By Gabriela Baczynska and Marine Strauss
BRUSSELS (Reuters) - The European Union demanded "substantive" movement on Tuesday from Britain on fisheries, dispute settlement and guarantees of fair competition in their talks on a post-Brexit trade deal, with Germany saying they were at a "critical stage".
France said the 27-nation bloc must not yield on fishing rights, while Ireland - the EU member most exposed to any abrupt economic split at the end of the year - said Britain was running out of time to seal the terms of a deal.
Britain, the world's sixth-biggest economy, left the EU in January and has since been locked in painstaking talks with the world's largest trading bloc to keep trade flowing freely.
EU leaders hold a summit in Brussels on Thursday and Friday to assess progress, and British Prime Minister Boris Johnson has also said he wants to know by Oct. 15 if a deal can be reached.
The European affairs minister of Germany - current holder of the bloc's rotating presidency - said the EU was working hard for a deal but was ready if necessary to trade from 2021 without an accord.
"We are at a very critical stage in the negotiations and we are extremely under pressure," Michael Roth told his 26 fellow ministers. "In terms of substance we have not really made progress."
"We expect substantial progress by our friends in the United Kingdom in key areas: in particular on governance, 'level playing field' and fisheries."
Roth said the EU would step up contingency planning in case of failure in the negotiations on a new partnership - which is meant to cover many areas from trade to transport and nuclear ties - from Jan. 1, when London's post-Brexit standstill transition ends.
A trillion euros of annual trade are at stake.
Johnson's spokesman reiterated Britain's stance that it wants a deal "on the right terms": "... if we can't get there we are ready and willing to move forward with an Australian-style outcome which holds no fear."
The bulk of Australia's exports to the EU are subject to tariffs and quotas set under World Trade Organization terms.
LONG ROAD, LITTLE TIME
Johnson, a key face of the 2016 Brexit campaign, has spoken with French President Emmanuel Macron and German Chancellor Angela Merkel in recent days, and was due to speak on Wednesday with the head of the EU's executive, Ursula von der Leyen.
On Tuesday, Merkel said a deal was "in the interests of all" but also flagged the need to prepare for a no-deal outcome.
The EU's chief Brexit negotiator Michel Barnier has been downbeat in his assessment of progress, an EU diplomat said: "It is far from sufficient. 'Level playing field', fisheries and enforcement measures remain the key controversial issues."
France has shown little willingness to compromise over future access to fishing waters and sharing quotas, despite growing pressure from others in the EU to help unlock a deal.
French Europe Minister Clement Beaune said the EU must be "very firm" on its priorities, and that safeguards of fair competition were a must to access the EU's internal market of 450 million people without trade barriers.

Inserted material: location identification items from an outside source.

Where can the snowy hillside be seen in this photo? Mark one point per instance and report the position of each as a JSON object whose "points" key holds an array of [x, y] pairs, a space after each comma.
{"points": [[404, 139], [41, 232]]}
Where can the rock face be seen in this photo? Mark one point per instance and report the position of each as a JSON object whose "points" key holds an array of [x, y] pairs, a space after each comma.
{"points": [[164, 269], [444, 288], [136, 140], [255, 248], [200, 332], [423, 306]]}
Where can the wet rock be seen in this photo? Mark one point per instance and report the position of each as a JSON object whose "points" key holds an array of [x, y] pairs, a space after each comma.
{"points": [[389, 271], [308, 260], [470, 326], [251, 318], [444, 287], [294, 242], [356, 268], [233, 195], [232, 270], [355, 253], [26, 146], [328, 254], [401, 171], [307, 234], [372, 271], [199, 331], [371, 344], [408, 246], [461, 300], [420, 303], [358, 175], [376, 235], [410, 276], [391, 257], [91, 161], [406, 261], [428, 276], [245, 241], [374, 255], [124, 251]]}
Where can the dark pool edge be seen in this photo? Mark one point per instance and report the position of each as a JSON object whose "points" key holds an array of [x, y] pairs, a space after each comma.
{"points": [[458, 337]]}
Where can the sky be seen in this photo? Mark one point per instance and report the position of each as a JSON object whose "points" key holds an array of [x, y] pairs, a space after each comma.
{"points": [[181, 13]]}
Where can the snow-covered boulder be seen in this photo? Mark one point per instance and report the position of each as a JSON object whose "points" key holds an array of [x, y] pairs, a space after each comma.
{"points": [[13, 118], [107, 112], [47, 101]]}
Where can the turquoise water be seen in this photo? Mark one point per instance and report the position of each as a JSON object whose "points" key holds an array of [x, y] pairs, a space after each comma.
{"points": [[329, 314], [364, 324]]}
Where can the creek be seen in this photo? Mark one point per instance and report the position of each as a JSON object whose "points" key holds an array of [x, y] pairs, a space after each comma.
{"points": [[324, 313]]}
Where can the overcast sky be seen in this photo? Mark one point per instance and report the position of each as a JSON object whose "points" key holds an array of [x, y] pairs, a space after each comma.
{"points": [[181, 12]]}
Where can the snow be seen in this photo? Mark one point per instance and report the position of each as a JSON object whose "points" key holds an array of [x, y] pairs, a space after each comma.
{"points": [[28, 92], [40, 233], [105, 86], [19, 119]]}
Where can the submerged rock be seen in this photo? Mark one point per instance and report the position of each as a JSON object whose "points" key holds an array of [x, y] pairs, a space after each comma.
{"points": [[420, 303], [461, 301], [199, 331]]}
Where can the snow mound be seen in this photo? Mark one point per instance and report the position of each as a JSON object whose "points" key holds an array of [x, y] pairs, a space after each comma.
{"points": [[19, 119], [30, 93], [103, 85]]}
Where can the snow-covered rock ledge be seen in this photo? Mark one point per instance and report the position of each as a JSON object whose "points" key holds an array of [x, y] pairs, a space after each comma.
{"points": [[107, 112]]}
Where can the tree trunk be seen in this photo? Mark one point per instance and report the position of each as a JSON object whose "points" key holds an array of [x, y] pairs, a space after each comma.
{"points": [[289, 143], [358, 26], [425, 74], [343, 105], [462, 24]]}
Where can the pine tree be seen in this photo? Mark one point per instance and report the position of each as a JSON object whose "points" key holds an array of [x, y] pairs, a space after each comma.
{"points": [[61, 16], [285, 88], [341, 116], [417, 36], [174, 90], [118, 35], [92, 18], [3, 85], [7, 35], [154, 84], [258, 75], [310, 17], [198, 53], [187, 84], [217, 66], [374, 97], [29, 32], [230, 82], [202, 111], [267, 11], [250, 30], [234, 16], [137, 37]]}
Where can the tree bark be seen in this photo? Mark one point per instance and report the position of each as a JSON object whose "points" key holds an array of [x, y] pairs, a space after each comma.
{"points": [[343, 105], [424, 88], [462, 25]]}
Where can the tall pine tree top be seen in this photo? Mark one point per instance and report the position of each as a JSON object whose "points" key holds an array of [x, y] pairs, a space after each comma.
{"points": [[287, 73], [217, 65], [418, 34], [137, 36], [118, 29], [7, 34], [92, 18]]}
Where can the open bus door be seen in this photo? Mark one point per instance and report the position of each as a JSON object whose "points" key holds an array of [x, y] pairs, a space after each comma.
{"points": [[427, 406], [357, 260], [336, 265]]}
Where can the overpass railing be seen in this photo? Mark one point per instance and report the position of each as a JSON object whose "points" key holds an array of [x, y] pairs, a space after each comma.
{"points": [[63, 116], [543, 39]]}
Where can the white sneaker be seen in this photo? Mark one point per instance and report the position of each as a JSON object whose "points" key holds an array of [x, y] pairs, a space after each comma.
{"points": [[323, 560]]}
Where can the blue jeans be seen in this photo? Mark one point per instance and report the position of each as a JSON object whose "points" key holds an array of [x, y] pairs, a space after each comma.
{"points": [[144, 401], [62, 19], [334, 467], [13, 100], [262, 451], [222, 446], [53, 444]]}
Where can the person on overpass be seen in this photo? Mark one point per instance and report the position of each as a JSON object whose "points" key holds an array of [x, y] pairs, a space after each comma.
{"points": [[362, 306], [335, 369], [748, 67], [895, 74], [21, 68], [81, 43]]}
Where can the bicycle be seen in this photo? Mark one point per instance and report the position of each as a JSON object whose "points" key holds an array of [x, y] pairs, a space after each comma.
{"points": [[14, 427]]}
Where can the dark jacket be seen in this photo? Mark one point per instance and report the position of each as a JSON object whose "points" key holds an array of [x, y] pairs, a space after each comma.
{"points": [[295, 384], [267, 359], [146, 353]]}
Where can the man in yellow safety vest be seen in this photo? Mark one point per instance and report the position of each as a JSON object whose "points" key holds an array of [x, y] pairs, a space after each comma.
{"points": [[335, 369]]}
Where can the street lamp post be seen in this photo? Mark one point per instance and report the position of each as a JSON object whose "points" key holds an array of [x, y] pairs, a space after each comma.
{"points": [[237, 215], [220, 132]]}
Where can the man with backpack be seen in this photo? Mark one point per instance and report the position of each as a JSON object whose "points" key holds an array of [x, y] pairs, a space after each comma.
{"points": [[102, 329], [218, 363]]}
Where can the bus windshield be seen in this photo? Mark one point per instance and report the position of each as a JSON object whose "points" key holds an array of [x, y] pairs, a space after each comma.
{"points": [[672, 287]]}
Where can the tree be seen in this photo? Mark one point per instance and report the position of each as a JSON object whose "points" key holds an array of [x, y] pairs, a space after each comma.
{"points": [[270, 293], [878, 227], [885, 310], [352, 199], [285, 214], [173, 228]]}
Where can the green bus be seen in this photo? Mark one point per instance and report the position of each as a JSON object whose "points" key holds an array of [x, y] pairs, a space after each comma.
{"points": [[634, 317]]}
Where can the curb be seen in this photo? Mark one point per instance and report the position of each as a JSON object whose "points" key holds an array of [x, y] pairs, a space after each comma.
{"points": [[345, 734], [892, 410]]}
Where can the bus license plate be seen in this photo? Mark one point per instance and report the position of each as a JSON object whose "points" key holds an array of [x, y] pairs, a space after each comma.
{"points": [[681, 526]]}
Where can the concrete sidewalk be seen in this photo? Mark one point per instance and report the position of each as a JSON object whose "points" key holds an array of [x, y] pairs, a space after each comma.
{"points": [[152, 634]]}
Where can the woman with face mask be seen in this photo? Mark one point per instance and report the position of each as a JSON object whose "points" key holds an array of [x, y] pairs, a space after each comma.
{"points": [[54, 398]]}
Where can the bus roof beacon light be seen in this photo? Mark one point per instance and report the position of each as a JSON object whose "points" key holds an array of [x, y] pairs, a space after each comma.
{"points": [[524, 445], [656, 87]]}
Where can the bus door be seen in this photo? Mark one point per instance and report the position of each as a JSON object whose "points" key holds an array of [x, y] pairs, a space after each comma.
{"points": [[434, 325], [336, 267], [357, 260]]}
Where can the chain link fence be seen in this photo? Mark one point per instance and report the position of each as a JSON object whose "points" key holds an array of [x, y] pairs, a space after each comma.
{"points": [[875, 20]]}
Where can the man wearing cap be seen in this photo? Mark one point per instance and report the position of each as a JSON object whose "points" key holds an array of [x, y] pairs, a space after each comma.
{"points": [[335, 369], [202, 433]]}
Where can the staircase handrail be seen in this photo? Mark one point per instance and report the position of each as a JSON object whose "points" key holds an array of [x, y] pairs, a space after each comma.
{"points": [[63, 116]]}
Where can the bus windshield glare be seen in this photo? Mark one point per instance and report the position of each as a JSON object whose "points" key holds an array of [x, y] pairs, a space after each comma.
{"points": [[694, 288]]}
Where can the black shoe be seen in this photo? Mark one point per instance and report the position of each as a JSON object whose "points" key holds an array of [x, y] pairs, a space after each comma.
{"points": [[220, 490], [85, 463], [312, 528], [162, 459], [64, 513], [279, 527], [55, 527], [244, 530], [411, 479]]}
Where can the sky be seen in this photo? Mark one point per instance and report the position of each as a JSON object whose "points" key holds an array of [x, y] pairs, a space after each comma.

Macron is expected to hammer home that message at the summit. But, with markets increasingly jittery, the EU leaders also appear certain to grant Britain time for more talks.
"The road ahead is still long and we have little time," said another EU diplomat.
The EU says a deal must be agreed this month to leave time for ratification by the European Parliament. However, EU diplomats told Reuters the bloc was gearing up to negotiate until mid-November to avoid being assigned blame for any fiasco.
"We will negotiate until the last minute," said Konrad Szymanski, European affairs minister of Poland, one of the EU states most keen to keep close ties with Britain.